CONSEQUENCES OF THE COVID-19-CRISIS ON THE FISCAL RESIDENCE OF NATURAL PERSONS

The COVID 19 pandemic has forced most countries, including Spain, to restrict the free movement of people, e.g. through quarantines and restrictions on international flights. As a result of these measures, many people find themselves forced to stay in and work from a country other than their usual country of residence. This raises the question of the extent to which this situation may affect a person's tax residence.

The tax residence of a natural person is primarily determined by the tax legislation of a country in which he or she has a relevant economic or personal interest. In particular, among other cases, a natural person is considered to be resident in Spain for tax purposes if he or she stays in Spain for more than 183 days per calendar year, whether continuous or interrupted. The law does not provide for any exceptions to this calculation, so that the days on which the person is in Spain due to quarantine, cancellation of international flights or hospitalisation, i.e. involuntary, must also be taken into account.

Some countries, such as the United Kingdom, Ireland and Australia, have made it clear that they will not take into account the time spent on their territory as a result of the COVID-19 crisis when determining the tax residence of a natural person. To date, the Spanish tax authorities have not taken a position on this matter, nor has any derogation been granted to exclude the days of forced residence due to circumstances of force majeure such as those mentioned above from the calculation.

If the extension of the restrictions on the free movement of persons results in a person being considered resident for tax purposes in Spain in 2020 and also being resident for tax purposes in another state, the tie-breaker rules provided for in the applicable double taxation convention must be applied, which will resolve the dispute in favour of one of the two states. If a corresponding applicable convention exists, one can only be resident for tax purposes in one of the two countries. Most treaties lay down five criteria that are applicable in succession (i.e. one moves on to the next only if it is not possible to determine tax residence on the basis of a priority criterion). Thus, an individual will be resident for tax purposes in the state in which he has a permanent residence; otherwise in the state with which he has the closest personal and economic ties (centre of vital interests); otherwise in the state in which he habitually resides; otherwise in the state of which he is a national. If the question cannot be resolved on the basis of the above criteria, the states must determine the tax residence by mutual agreement.

Suppose a natural person resident for tax purposes in state A was surprised by the quarantine order in state B, where he or she was temporarily staying for professional or private purposes, and, as a result of the extension of the extraordinary measures, is now considered resident for tax purposes under the national rules of state B because he or she spent the minimum number of days applicable in that state. The conflict is usually resolved by using the criterion of permanent residence, as it is unlikely that the person will have permanent residence in state B (e.g. for a hotel or hospital stay). However, it should be borne in mind that a home rented for a certain period of time in state B would prevent this criterion from being taken into account if the person has other homes in state A, which is likely. In such a case, the criterion of the centre of vital interests will in all likelihood be interpreted in favour of state A, as it can be assumed that the person will not have sufficient personal and economic ties with the other state.

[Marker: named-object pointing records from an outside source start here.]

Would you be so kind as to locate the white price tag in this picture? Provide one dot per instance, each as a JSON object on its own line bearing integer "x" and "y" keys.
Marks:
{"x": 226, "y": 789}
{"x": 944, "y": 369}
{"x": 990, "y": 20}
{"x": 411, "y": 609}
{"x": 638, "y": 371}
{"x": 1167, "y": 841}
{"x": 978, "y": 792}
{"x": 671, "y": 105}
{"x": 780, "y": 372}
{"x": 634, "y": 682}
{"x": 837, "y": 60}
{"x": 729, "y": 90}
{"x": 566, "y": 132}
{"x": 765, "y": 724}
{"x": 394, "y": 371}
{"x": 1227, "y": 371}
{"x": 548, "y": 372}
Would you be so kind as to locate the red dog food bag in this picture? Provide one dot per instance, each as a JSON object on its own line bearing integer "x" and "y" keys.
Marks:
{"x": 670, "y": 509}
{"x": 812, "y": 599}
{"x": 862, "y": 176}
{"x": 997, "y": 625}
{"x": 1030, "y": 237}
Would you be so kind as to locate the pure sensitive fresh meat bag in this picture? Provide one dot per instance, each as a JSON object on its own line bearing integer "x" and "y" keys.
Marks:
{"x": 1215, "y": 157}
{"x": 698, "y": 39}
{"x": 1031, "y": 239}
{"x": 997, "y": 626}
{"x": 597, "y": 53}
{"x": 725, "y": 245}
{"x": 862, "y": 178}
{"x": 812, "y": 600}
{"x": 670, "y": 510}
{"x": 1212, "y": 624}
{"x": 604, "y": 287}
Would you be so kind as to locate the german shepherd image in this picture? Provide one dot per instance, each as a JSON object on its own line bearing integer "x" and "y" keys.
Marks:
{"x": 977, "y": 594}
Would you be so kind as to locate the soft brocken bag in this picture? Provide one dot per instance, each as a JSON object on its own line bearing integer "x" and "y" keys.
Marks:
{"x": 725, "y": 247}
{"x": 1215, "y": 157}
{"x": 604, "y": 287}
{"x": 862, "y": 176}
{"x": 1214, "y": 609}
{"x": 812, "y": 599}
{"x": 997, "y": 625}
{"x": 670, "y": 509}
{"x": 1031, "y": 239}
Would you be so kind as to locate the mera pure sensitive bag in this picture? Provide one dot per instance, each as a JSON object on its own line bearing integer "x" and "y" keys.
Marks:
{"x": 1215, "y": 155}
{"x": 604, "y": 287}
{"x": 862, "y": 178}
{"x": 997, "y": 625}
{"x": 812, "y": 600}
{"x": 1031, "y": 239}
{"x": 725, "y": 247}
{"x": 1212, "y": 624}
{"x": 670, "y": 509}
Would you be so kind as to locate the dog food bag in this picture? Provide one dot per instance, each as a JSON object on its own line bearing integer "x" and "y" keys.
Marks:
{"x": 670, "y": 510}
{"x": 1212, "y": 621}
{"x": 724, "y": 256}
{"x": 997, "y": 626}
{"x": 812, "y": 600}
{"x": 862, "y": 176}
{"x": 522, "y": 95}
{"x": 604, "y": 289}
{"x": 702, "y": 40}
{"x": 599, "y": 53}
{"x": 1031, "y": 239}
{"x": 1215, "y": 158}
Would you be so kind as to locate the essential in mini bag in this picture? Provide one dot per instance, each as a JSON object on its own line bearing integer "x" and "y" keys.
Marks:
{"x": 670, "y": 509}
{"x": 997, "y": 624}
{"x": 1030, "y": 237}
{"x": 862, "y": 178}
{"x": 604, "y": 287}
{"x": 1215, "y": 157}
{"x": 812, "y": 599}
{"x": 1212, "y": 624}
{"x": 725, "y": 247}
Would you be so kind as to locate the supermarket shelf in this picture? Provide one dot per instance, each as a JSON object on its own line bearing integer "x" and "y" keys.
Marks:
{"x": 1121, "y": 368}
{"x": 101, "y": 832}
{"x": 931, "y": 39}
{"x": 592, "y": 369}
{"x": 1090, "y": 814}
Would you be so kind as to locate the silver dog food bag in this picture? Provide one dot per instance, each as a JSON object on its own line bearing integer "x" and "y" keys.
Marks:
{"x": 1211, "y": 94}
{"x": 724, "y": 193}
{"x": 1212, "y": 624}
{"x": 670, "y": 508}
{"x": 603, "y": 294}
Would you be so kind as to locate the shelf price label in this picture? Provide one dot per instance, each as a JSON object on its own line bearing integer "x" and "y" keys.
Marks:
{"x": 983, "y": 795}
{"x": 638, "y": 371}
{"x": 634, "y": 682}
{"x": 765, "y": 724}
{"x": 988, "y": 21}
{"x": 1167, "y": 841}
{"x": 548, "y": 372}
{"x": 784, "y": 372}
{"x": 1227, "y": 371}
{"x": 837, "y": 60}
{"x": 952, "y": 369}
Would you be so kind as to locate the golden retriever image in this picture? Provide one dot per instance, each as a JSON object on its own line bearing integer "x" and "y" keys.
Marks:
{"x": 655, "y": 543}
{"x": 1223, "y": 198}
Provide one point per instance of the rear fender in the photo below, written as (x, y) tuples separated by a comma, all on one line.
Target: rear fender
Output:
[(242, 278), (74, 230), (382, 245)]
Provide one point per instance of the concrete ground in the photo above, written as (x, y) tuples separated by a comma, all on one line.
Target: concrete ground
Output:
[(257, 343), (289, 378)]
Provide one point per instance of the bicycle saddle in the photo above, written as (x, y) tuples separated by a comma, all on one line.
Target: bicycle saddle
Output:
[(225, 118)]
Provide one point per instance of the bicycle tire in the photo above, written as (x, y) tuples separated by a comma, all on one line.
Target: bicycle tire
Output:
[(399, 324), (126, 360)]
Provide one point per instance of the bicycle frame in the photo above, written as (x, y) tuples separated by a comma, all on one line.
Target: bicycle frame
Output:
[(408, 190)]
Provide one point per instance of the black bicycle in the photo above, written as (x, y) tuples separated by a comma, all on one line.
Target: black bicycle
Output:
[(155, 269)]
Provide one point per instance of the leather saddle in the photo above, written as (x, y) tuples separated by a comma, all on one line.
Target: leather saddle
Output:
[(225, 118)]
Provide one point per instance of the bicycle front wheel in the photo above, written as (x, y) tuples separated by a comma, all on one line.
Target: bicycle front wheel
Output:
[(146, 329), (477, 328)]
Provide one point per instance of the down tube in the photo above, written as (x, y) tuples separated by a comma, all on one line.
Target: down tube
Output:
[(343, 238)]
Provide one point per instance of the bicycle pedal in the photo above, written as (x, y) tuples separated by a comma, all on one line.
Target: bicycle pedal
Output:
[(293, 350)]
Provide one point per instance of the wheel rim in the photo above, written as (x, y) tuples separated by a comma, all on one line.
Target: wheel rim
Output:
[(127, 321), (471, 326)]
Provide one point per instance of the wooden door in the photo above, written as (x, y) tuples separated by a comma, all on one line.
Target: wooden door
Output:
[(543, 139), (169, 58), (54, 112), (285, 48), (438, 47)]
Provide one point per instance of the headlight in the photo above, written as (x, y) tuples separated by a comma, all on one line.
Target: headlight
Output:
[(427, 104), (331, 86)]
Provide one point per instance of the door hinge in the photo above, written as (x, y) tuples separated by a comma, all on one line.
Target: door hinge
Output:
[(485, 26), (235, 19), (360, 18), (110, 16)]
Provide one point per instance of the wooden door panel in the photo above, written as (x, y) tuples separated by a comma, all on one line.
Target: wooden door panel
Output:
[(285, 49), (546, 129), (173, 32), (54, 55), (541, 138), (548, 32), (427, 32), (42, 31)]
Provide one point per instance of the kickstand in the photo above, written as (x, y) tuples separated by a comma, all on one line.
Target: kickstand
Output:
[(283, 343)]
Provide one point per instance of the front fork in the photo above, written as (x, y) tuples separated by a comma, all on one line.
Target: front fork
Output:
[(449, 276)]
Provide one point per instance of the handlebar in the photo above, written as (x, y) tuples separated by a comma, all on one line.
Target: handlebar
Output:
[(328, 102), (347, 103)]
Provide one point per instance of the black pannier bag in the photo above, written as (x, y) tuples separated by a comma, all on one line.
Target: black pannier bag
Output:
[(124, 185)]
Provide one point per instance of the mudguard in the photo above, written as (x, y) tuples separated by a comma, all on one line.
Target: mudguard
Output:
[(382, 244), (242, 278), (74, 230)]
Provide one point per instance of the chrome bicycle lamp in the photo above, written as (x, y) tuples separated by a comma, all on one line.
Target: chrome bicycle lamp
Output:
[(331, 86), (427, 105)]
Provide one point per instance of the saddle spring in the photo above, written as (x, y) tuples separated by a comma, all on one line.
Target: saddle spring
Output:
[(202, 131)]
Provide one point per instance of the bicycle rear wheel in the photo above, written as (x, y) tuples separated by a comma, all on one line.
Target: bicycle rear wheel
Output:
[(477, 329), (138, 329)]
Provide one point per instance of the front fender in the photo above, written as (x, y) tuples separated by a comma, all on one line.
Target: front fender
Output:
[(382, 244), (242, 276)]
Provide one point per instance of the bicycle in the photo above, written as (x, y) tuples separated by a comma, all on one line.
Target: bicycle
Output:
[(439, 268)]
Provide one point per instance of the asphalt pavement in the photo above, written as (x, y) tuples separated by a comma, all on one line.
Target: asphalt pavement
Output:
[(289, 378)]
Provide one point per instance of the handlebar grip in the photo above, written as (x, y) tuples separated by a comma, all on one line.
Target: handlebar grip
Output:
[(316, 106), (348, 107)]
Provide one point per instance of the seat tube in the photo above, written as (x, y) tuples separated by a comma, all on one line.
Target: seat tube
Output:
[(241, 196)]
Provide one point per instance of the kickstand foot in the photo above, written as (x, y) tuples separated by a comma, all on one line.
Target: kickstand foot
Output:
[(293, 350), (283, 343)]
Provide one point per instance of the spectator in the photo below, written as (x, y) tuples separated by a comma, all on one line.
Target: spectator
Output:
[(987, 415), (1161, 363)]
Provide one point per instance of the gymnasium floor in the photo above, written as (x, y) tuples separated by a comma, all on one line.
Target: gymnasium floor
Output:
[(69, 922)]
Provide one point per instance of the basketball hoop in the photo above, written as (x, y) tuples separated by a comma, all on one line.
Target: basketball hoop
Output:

Another scenario is also conceivable: a person who normally resides in state A (where he or she is considered resident for tax purposes) for a number of years for professional purposes decides, as a result of the COVID-19 crisis, to return temporarily to his or her home state B of which he or she is a national in order to work from there and return to state A once the pandemic has ended. State B could consider the person as tax resident, which would require the application of the tie-breaker rules of the convention.

We must assume that these expatriate workers will have residences in both states, so the former criterion will not be helpful in resolving this conflict. Nor will the criterion of the centre of vital interests help, as it is not unusual for economic and personal interests to be located in different states. Therefore, tax residence must be determined in favour of the state in which the person usually resides. This question cannot be resolved simply by comparing the number of days spent in the various states, but, according to the communication from the OECD General Secretariat "Analysis of Tax Treaties and the Impact of the COVID-19 Crisis", must be determined taking into account the frequency, duration and regularity of the person's routine residence. Obviously, a stay caused by a situation of force majeure such as that of COVID-19 does not fit into this criterion, so that the period to be examined to establish the habit should be extended if necessary. A change of location caused by the pandemic cannot therefore be considered habitual.

In any event, it is advisable that persons who are forced to remain in a country other than the one in which they are resident for tax purposes during the COVID-19 crisis keep the evidence of the exceptional nature of their stay (such as flight cancellations, detention orders or proof of hospitalisation) so that they can, if necessary, prove it to the tax authorities of that country.

In conclusion, in the absence of any criterion from the Spanish tax authorities on the effects of the COVID 19 crisis on the tax residence of individuals, an individual examination is necessary in order to assess, in the specific case, the risks of the occurrence of a situation of double taxation and to find appropriate solutions to avoid it.